Investors must understand that by purchasing Units they are voluntarily assuming all of the risks of the investment, including any and all risks relating to the Company and Company Securities, whether disclosed in this Fund Summary, Offering Memorandum and Supplement or not.
CONFLICTS OF INTEREST
The Manager and USCGS are affiliated entities. Charles Towle is Co-Managing Partner of the Manager, the Division Head and licensed principal of USCGS, and an indirect stockholder and Co-Managing of an affiliate company of the Manager and USCGS. Jeffrey Sweeney is Co-Managing Partner of the Manager and an indirect controlling stockholder of the Manager and USCGS. Conflicts of interest may arise in connection with Mr. Towle's and Mr. Sweeney's indirect control of both the Manager and USCGS. Investors should be aware that these conflicts of interest, and a number of other conflicts of interest relating to the Manager and its affiliates, are permitted under the terms of the Fund's offering documents. You should not invest in the Fund unless you are willing to accept these conflicts of interest and the associated risk.
This presentation does not constitute an offer to sell or a solicitation of an offer to buy any security and may not be relied upon in connection with the purchase or sale of any security. Any offer would only be made by means of a formal offering memorandum. No offer or solicitation will be made prior to delivery of a confidential information memorandum, private placement memorandum, or similar offering documents ("Offering Documents"). Offers and sales will be made only in accordance with applicable security laws and pursuant to the Offering Documents, operating agreement, subscription agreement, and other definitive documentation.
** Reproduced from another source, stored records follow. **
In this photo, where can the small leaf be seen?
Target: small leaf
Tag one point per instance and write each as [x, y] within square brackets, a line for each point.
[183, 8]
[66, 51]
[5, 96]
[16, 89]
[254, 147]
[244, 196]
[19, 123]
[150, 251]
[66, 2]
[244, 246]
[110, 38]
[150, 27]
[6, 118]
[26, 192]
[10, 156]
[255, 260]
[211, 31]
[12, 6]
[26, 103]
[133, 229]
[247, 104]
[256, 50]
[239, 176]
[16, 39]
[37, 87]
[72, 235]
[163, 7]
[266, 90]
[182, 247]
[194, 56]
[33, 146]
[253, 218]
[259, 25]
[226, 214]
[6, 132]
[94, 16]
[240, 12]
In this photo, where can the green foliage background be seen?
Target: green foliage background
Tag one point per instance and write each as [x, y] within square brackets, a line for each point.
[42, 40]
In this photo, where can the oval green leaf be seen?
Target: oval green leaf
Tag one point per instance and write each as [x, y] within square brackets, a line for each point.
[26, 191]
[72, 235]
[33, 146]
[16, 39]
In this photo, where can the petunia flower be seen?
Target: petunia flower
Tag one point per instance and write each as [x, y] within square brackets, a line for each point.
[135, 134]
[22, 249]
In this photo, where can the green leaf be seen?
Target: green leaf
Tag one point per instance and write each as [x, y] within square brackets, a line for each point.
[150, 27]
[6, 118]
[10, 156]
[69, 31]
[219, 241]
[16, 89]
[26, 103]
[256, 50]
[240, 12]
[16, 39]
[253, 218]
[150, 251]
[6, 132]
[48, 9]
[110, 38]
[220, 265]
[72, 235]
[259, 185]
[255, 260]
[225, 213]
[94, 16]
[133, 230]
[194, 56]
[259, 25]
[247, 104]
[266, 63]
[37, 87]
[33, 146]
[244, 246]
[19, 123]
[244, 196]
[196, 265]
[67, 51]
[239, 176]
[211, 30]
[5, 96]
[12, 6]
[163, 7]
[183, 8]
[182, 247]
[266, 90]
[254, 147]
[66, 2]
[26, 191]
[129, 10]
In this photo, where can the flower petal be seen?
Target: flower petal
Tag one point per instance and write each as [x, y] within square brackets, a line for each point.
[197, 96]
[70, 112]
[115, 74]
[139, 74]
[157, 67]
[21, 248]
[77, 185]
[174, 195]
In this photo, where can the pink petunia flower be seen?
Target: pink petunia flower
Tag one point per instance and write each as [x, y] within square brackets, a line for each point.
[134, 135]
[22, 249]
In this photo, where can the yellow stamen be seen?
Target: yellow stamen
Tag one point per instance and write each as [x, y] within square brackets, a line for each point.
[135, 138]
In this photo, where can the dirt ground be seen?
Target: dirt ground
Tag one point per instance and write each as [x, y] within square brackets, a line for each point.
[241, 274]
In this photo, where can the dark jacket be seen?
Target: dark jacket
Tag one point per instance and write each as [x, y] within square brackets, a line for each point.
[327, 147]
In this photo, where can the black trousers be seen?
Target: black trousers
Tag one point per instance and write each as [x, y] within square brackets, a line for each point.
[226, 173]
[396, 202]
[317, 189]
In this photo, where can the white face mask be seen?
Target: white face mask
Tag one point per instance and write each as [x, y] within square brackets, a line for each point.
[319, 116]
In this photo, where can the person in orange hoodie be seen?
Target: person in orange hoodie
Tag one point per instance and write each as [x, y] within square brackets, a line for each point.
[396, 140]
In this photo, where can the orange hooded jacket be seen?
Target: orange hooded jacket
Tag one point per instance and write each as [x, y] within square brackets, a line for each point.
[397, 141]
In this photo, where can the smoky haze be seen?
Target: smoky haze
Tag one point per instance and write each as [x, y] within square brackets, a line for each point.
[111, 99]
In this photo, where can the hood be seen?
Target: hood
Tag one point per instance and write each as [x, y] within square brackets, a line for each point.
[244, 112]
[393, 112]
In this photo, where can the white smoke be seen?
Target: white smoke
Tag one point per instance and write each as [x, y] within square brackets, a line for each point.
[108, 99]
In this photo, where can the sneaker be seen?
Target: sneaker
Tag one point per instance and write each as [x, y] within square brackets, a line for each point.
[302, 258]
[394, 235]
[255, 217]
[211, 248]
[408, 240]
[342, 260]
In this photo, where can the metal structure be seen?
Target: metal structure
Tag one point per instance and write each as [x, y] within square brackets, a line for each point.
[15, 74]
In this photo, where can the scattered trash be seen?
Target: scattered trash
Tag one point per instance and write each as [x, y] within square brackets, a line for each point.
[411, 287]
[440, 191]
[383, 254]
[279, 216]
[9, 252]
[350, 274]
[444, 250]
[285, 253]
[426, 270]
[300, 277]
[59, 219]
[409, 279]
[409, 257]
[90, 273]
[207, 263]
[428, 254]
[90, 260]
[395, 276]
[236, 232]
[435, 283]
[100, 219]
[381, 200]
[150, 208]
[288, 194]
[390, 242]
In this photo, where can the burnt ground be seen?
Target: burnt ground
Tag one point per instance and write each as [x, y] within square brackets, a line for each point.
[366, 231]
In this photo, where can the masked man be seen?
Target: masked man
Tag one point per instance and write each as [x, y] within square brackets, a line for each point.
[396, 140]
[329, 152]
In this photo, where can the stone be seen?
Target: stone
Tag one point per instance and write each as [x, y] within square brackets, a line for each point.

This presentation does not purport to be all-inclusive or to contain all of the information that the recipient may require and is qualified in its entirety by reference to the Offering Documents. This presentation is not a part of or supplemental to the Offering Documents or such definitive documentation. The Offering Documents and any supplements will supersede this presentation in its entirety. Projections and other forward-looking information as to events that may occur in the future (including projections of revenue, expense, net income and stock performance) are based on information provided by the Fund and other publicly available information as of the date of this presentation. There is no guarantee that any of these estimates or projections will be achieved. The recipient should not rely on any information contained herein. No investment, divestment or other financial decisions or actions should be based solely on the information in this presentation. Actual results will vary from any projections in this presentation, and such variations may be material, including the possibility that an investor may lose some or all of its invested capital.
This presentation is confidential. By acceptance hereof, you agree that (i) the information must not be used, reproduced, or distributed to others without prior written consent; (ii) you will maintain the confidentiality of all information herein that is not already in the public domain; and (iii) you will use the information contained herein solely for preliminary informational purposes.